Les oiseaux ne chantent pas ce matin. Il est plus de sept heures trente et aucun gazouillis ne s’est fait entendre près de la fenêtre de
Catherine. Elle essaie de regarder l’heure, elle voit flou. En fixant son regard sur son radio-réveil, elle constate qu’il est éteint. La prise est branchée pourtant. « Peut-être une panne de
courant », pense-t-elle.
A peine sa tête s’est-elle posée sur la taie d’oreiller que la jeune femme entend un bruit de verre cassé provenant de la rue. Elle s’énerve :
« Nom de dieu ! Ils font chier ces ouvriers à ramasser leurs déchets à l’aube ! »
Catherine s’assied avec violence sur son lit. Elle s’apprête à retirer le rideau pour mieux voir les agents de propreté quand elle remarque un panneau de signalisation encastré dans la partie
avant de sa voiture.
« Saleté », lâche-t-elle. Elle enfile ses pantoufles, descend en trombe jusqu’au rez-de-chaussée et se rue près de sa voiture l’air catastrophé. Le sol est humide, elle comprend à cet instant que
la nuit a été mouvementée dans sa rue. Un de ses voisins s’approche, il est encore en pyjama.

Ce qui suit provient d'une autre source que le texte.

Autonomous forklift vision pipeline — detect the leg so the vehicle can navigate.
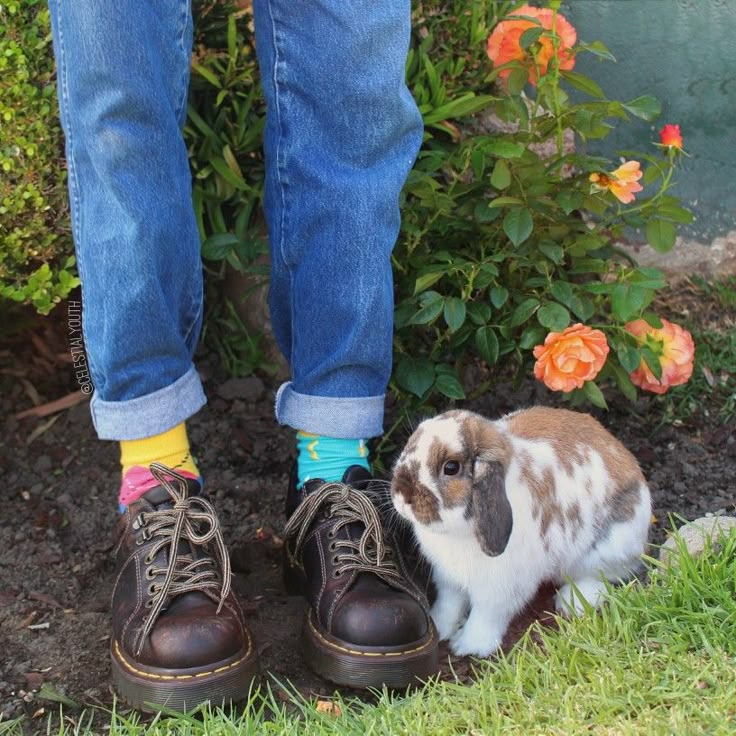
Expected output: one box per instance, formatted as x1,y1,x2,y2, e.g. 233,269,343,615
555,484,652,615
51,0,257,709
450,575,537,657
450,595,518,657
255,0,422,438
431,568,470,640
50,0,205,440
255,0,437,687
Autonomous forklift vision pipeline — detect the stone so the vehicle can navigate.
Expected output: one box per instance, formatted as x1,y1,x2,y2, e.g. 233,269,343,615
217,376,265,401
659,516,736,564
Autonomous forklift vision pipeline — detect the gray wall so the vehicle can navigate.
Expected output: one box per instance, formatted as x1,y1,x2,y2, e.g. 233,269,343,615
563,0,736,242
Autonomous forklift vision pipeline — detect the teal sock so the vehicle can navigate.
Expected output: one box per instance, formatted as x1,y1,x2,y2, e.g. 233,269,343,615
296,431,371,488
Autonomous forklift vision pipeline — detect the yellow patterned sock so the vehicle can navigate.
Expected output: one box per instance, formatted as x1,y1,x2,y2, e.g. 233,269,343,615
120,422,199,476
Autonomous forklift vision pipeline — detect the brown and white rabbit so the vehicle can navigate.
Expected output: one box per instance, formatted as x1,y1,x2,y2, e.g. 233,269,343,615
391,407,651,657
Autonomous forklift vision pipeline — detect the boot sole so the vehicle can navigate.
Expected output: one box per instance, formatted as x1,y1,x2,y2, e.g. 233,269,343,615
110,639,259,712
302,609,439,689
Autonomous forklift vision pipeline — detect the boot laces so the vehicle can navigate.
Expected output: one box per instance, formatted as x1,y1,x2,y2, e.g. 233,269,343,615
136,463,230,656
284,483,406,589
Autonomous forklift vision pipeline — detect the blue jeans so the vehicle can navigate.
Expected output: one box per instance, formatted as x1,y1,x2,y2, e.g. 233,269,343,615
50,0,422,440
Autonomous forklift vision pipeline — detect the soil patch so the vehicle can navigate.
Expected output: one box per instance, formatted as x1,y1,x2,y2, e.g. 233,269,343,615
0,290,736,730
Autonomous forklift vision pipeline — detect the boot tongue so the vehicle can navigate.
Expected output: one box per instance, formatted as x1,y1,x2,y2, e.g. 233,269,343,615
142,478,202,511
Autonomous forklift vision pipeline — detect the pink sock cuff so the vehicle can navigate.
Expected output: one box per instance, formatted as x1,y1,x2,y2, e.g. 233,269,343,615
118,465,199,506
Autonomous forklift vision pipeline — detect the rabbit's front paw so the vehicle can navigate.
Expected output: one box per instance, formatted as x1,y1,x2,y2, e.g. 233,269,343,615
450,620,503,657
430,601,464,641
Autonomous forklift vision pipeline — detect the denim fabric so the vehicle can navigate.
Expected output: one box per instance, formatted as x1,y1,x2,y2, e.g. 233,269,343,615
50,0,422,439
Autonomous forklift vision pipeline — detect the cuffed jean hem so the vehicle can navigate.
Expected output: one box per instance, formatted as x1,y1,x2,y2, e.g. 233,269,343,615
276,382,385,440
90,366,207,440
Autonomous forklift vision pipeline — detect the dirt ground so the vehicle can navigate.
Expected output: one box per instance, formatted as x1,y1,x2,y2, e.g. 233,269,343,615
0,284,736,730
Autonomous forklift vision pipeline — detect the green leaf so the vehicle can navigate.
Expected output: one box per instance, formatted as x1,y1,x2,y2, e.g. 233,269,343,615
488,197,524,207
424,92,495,125
209,156,250,191
434,373,465,399
539,243,565,266
192,61,222,89
473,202,501,225
583,381,608,409
445,296,466,332
641,312,663,330
509,297,539,327
414,271,446,296
616,345,641,373
475,327,498,365
560,71,606,99
549,281,573,307
537,302,570,332
578,41,616,61
519,325,547,350
657,197,693,225
646,220,677,253
519,27,544,49
396,356,435,398
503,208,534,246
556,189,583,215
610,361,636,401
409,298,445,325
486,138,526,158
611,284,649,322
623,95,662,122
468,302,491,325
491,286,509,309
491,158,511,189
506,69,529,95
202,233,240,261
37,682,80,709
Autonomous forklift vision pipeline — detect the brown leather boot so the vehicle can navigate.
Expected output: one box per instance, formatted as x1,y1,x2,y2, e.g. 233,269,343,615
284,465,438,688
110,463,258,710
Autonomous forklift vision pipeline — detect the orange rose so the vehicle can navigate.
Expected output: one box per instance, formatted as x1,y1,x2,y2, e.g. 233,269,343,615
589,161,644,204
626,319,695,394
486,5,577,86
534,324,609,391
659,123,682,151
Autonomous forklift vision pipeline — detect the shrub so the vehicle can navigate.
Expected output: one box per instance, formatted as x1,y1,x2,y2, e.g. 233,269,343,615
392,0,692,414
0,0,79,314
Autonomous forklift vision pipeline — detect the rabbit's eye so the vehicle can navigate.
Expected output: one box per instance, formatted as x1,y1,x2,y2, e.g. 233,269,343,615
442,460,460,475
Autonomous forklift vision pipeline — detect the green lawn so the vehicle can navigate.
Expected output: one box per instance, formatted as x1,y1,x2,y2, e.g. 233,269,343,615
0,534,736,736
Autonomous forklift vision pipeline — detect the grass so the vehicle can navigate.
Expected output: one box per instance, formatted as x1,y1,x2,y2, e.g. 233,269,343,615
657,277,736,424
7,534,736,736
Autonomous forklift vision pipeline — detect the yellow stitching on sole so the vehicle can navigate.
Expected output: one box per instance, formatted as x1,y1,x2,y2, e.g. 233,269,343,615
307,610,434,657
115,637,253,680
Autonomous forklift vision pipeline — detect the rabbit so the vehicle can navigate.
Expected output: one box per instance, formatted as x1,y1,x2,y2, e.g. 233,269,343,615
391,407,651,657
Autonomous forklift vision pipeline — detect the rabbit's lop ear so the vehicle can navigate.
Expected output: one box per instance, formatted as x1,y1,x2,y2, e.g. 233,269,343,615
471,457,514,557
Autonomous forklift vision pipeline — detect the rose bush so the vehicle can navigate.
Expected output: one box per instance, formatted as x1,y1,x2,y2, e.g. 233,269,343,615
626,319,695,394
534,323,610,391
487,5,577,85
392,0,692,416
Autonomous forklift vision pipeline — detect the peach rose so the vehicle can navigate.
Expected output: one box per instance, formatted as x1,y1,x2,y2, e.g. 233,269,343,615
534,323,609,391
626,319,695,394
589,161,644,204
659,123,682,151
486,5,577,86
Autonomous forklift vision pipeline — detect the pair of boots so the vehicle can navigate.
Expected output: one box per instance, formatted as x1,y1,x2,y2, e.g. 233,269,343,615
111,464,438,710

« - Ah Catherine, c’est toi ! Ta voiture a morflé mais au moins …
Elle est à deux doigts de l’insulter quand, en se retournant, elle remarque que sa rue et celles environnantes sont en piteux état. Chaque maison est abîmée ; il leur manque la toiture ou un bout
de façade. Voire les deux. Les fils électriques pendouillent à quelques mètres seulement du sol. Les panneaux penchent, reposent à terre ou sur les automobiles. Catherine voit des policiers, des
ambulanciers et des pompiers dans chaque coin. Ils s’affèrent dans tous les sens. Son voisin poursuit sa phrase :
- … ta maison n’a rien.
Il a raison : elle ne présente aucun dégât. Pas même une vitre brisée.
- Que s’est-il passé ?
- Les flics disent qu’on a été touchés par une mini-tornade.
Catherine a envie de rire en entendant le mot « mini ». Vu la calamité, elle s’arrête à la dénomination « tornade ».

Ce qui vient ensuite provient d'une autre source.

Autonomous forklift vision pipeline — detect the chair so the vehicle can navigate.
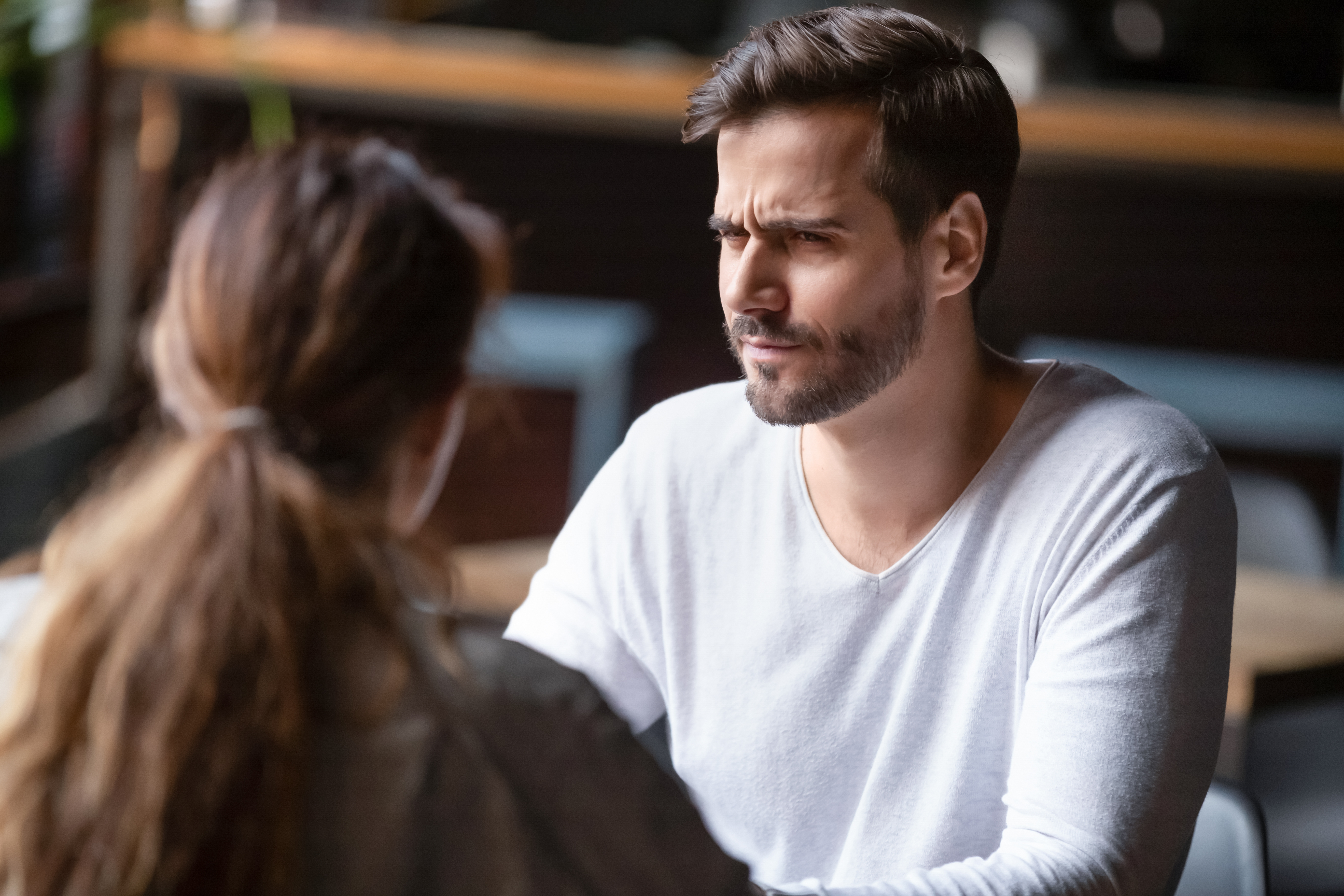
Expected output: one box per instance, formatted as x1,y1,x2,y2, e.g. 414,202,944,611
470,293,653,508
1176,781,1267,896
1227,469,1330,579
1017,336,1344,575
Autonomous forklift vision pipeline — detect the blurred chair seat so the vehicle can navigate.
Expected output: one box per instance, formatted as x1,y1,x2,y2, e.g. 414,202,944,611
1245,696,1344,896
1017,336,1344,575
1176,781,1266,896
470,293,653,506
1227,469,1330,579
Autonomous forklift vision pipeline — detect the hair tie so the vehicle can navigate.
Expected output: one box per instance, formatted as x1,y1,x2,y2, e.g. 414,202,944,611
219,404,270,433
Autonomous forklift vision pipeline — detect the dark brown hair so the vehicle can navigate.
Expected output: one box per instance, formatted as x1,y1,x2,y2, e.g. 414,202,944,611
0,140,503,896
681,5,1020,305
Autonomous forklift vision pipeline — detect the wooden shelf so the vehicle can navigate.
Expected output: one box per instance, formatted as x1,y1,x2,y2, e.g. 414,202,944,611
103,20,708,126
105,20,1344,175
1017,90,1344,175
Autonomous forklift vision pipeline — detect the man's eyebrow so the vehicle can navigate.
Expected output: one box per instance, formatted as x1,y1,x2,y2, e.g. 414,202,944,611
710,215,849,231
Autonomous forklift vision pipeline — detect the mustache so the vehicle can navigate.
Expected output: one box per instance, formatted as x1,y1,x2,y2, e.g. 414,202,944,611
723,314,825,352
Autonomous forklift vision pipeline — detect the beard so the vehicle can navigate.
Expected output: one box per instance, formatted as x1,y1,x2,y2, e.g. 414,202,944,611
723,270,925,426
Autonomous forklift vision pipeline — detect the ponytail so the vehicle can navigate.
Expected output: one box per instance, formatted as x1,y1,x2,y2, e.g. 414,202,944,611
0,138,504,896
0,430,395,896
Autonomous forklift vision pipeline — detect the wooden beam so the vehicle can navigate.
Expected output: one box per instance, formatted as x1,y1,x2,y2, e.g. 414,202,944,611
105,20,1344,175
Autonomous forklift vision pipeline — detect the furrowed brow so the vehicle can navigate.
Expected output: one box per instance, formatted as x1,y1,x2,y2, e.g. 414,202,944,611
710,215,742,232
710,215,849,232
761,218,849,231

- Tu n’as vraiment rien entendu ? C’est vrai ? s’interroge le voisin.
- Non, j’étais crevée et je suis tombée comme une masse…

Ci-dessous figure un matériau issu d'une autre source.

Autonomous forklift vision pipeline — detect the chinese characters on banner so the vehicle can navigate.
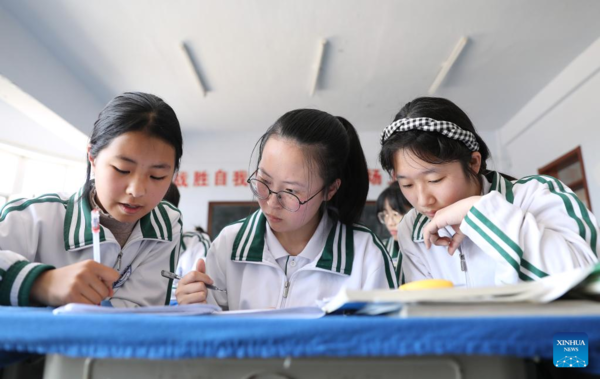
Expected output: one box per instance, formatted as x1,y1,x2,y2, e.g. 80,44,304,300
175,168,384,188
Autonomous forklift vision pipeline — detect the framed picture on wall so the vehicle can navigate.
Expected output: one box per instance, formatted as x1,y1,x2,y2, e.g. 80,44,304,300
207,201,389,240
538,146,592,210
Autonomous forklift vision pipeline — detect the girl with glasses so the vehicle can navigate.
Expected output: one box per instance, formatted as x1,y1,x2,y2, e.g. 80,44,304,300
377,182,411,274
379,97,598,287
177,109,396,310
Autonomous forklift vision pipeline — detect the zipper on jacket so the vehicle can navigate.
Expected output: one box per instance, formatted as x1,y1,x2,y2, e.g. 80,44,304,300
460,251,467,273
458,249,471,288
283,278,290,299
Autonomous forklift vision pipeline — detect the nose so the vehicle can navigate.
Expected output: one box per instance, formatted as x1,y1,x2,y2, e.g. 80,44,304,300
127,176,146,197
417,186,435,207
266,193,281,208
385,217,396,229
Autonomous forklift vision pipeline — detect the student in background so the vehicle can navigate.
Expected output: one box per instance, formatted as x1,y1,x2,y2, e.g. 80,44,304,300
379,98,598,287
163,183,210,305
177,109,396,310
0,92,182,307
377,182,411,267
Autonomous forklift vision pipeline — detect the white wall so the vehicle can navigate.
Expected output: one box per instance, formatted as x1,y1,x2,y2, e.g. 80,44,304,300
499,35,600,208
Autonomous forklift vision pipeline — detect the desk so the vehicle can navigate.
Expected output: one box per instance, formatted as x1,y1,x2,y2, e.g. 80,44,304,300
0,307,600,379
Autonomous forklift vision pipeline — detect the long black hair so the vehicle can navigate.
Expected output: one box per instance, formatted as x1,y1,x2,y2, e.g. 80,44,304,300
257,109,369,225
379,97,490,184
83,92,183,198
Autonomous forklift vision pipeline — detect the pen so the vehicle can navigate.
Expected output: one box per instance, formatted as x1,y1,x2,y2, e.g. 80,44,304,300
92,208,102,263
160,270,227,292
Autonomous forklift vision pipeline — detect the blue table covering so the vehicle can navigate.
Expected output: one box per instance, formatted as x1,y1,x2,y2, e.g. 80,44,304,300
0,307,600,373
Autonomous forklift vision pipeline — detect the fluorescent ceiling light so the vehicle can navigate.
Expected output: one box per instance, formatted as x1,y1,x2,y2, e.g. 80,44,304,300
181,42,207,97
429,37,469,95
0,75,89,152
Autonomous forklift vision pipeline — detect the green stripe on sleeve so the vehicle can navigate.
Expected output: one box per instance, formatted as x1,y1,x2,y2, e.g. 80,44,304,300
332,222,344,272
0,261,30,305
18,264,54,307
471,207,548,278
344,225,354,275
150,209,165,239
465,214,533,281
355,225,396,289
157,203,173,241
246,213,267,262
517,176,598,256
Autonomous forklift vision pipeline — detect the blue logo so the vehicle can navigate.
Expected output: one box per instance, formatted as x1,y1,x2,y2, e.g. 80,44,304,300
553,333,589,368
113,265,131,290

- Ça a commencé comme n’importe quelle pluie d’été pourrie. Après, il y a eu les éclairs, la pluie qui s’est renforcée. D’abord une quantité normale puis de plus en plus. Des singes, il pleuvait
des singes ! Le vent a gagné en vitesse et en force. La suite, tu la vois ! Tu n’as vraiment RIEN entendu ? lui demande-t-il en insistant avec véhémence sur l’adverbe.
- Je te dis que non. Dans le contraire, je n’aurais pas cet air ahuri. Catherine respire à plusieurs reprises avant de se calmer et de s’inquiéter du sort des voisins.
- Il y a des blessés ?
- Quelques-uns apparemment. La vieille Moreau est morte, par contre. Les ambulanciers disent que c’est une crise cardiaque. »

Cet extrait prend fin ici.